The charming, neighbourhood-bar friendliness makes it easy to settle back and order just one more drink and snack, so don’t be surprised to find yourself settling in for the long haul. It’s best to just give in to it and ask for suggestions for a bottle of wine to carry you through some of the larger dishes on chef Rosheen Kaul’s menu, perhaps a superb grilled pork rib teamed with an oyster sauce, storm clams grilled over charcoal and dressed with soy and fish roe, or pine mushrooms tossed with cured egg yolk and lap cheong, the Chinese sausage. Etta is the kind of place that will leave you feeling not just like a regular but a local. You may find yourself planning a return visit before you’ve finished the first.

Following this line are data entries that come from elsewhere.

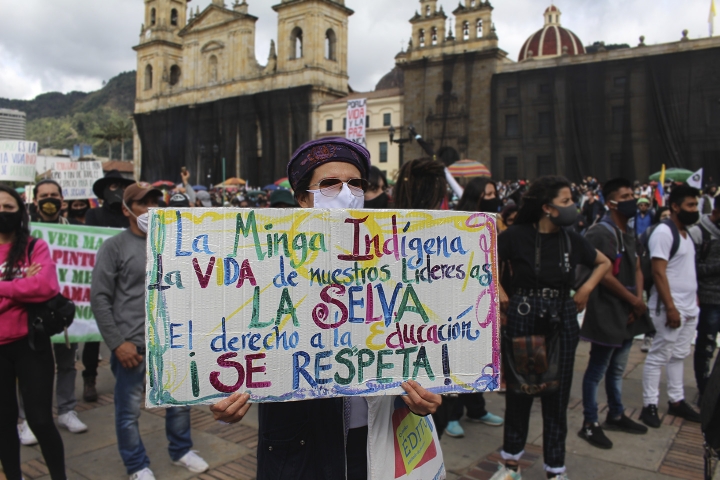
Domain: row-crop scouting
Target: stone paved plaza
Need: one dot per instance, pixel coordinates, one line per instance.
(671, 452)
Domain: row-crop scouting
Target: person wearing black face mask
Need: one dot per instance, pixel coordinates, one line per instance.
(541, 257)
(110, 190)
(616, 313)
(48, 200)
(673, 307)
(375, 196)
(77, 211)
(479, 196)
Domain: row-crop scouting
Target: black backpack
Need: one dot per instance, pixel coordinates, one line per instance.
(48, 318)
(643, 251)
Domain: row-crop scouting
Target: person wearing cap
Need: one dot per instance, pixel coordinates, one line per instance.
(325, 173)
(179, 201)
(282, 198)
(118, 302)
(109, 189)
(48, 199)
(643, 217)
(203, 199)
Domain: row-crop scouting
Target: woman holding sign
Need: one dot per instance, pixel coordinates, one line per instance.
(542, 332)
(23, 281)
(332, 438)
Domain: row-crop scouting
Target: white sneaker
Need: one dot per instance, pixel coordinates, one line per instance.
(193, 462)
(505, 473)
(71, 422)
(26, 435)
(144, 474)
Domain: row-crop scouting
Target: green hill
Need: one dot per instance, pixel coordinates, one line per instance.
(61, 120)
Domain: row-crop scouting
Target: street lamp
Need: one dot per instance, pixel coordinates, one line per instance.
(400, 141)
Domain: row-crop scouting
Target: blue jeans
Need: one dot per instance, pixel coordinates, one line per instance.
(128, 399)
(609, 362)
(708, 326)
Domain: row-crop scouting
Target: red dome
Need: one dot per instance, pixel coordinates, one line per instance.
(551, 40)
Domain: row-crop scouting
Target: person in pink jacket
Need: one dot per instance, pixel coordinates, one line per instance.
(25, 281)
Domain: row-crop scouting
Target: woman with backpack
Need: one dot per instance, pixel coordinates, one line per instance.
(541, 254)
(25, 281)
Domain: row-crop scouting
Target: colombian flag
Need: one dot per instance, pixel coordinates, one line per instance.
(660, 190)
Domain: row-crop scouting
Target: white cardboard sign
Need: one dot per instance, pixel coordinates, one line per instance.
(77, 178)
(291, 304)
(356, 116)
(17, 160)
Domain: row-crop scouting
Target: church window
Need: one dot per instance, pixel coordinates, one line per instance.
(174, 75)
(618, 117)
(544, 123)
(296, 43)
(511, 168)
(512, 126)
(383, 152)
(212, 64)
(545, 165)
(330, 45)
(148, 77)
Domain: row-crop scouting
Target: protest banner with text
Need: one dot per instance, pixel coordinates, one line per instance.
(355, 122)
(77, 178)
(17, 160)
(298, 304)
(73, 249)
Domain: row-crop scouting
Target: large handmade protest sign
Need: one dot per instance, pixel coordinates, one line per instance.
(73, 249)
(17, 160)
(298, 304)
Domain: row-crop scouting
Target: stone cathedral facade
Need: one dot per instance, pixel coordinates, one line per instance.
(202, 96)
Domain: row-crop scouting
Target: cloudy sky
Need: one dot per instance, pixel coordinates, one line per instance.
(76, 44)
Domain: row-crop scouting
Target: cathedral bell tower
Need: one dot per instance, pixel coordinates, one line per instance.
(159, 51)
(313, 37)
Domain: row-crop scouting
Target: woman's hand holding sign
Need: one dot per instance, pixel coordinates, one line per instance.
(231, 409)
(420, 401)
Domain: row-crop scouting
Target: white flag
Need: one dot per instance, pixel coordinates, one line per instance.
(695, 180)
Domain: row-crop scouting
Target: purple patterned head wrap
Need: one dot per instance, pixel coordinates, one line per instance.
(331, 149)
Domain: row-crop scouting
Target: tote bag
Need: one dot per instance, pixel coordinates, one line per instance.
(402, 445)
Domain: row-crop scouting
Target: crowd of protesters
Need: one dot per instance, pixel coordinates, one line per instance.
(645, 262)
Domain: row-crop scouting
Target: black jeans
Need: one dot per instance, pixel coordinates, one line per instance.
(356, 453)
(34, 372)
(473, 402)
(91, 352)
(706, 343)
(554, 406)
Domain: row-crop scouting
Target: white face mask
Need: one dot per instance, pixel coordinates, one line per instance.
(345, 199)
(142, 220)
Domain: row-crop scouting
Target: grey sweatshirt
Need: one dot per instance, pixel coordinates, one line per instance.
(118, 290)
(708, 269)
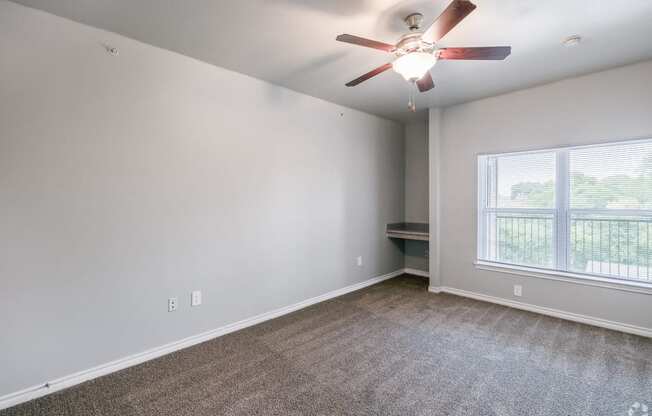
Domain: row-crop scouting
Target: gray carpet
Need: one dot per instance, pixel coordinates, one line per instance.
(390, 349)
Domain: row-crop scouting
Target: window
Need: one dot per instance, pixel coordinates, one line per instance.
(585, 210)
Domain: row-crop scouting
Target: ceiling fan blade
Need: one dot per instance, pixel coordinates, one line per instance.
(369, 74)
(356, 40)
(426, 83)
(454, 13)
(496, 53)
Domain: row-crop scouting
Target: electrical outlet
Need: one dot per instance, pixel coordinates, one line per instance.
(172, 304)
(195, 298)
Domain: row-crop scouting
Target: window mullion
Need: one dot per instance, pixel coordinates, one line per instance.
(562, 196)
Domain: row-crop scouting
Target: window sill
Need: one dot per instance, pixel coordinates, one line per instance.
(579, 279)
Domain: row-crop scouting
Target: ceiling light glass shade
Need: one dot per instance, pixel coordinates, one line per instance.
(414, 66)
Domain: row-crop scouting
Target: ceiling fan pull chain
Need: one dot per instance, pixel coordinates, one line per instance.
(412, 105)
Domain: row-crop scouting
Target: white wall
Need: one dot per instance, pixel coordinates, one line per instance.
(127, 180)
(606, 106)
(416, 190)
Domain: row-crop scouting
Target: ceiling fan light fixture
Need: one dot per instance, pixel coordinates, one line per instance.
(413, 66)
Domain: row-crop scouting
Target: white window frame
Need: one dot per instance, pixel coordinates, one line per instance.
(562, 214)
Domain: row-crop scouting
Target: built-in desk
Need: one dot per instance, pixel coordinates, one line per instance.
(409, 231)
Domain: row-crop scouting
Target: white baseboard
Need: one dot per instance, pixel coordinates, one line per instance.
(569, 316)
(52, 386)
(416, 272)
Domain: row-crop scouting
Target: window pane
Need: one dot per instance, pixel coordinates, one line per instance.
(522, 181)
(611, 177)
(611, 245)
(525, 239)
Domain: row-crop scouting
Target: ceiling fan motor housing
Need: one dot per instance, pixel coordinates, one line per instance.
(414, 21)
(412, 42)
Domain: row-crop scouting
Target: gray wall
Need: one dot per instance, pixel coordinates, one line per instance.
(127, 180)
(416, 190)
(611, 105)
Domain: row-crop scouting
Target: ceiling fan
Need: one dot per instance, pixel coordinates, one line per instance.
(416, 52)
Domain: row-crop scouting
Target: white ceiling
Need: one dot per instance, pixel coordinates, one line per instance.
(292, 42)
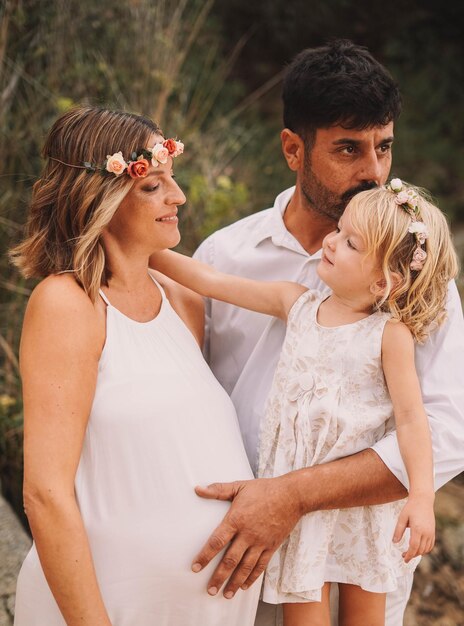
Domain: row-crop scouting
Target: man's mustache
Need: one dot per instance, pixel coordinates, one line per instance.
(346, 197)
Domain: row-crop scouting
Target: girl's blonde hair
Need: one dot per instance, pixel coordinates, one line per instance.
(415, 297)
(70, 207)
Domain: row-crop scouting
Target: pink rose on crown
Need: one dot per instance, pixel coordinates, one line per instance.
(402, 197)
(139, 168)
(418, 259)
(171, 146)
(396, 184)
(115, 163)
(160, 155)
(179, 148)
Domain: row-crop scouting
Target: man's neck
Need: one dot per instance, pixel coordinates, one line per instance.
(308, 227)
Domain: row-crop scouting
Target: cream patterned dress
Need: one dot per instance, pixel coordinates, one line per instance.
(329, 400)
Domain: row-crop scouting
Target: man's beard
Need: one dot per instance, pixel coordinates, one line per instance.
(326, 202)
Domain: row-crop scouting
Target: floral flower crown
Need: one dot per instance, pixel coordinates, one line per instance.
(407, 199)
(139, 162)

people enjoying drinks in Etta bar
people enjoying drinks and food at etta bar
What drink to order

One of the great things about Etta is that the drinks list is so well put together it’s almost impossible to make a bad decision. Cocktails lean towards the classic, as in the Fish House Punch, which mixes Cognac, dark rum, peach liqueur, black tea and lemon, or a Rob Roy where Scotch makes great friends with sweet vermouth and bitters. 

The wines on the list mostly hang around Australia, France and Italy, but a few German and Austrian whites are worth considering and work well with the flavours on the menu. There’s a focus on minimal-intervention wine-making – producing so-called “natural wines” – but there’s nothing too funky or cloudy here and plenty for those who like their wines clean and classic.

Regular's tipIt’s a good idea to check with the staff whether anything special is being poured by the glass. Hannah Green usually has something extra open for those who are after a wine that’s a little off the beaten track.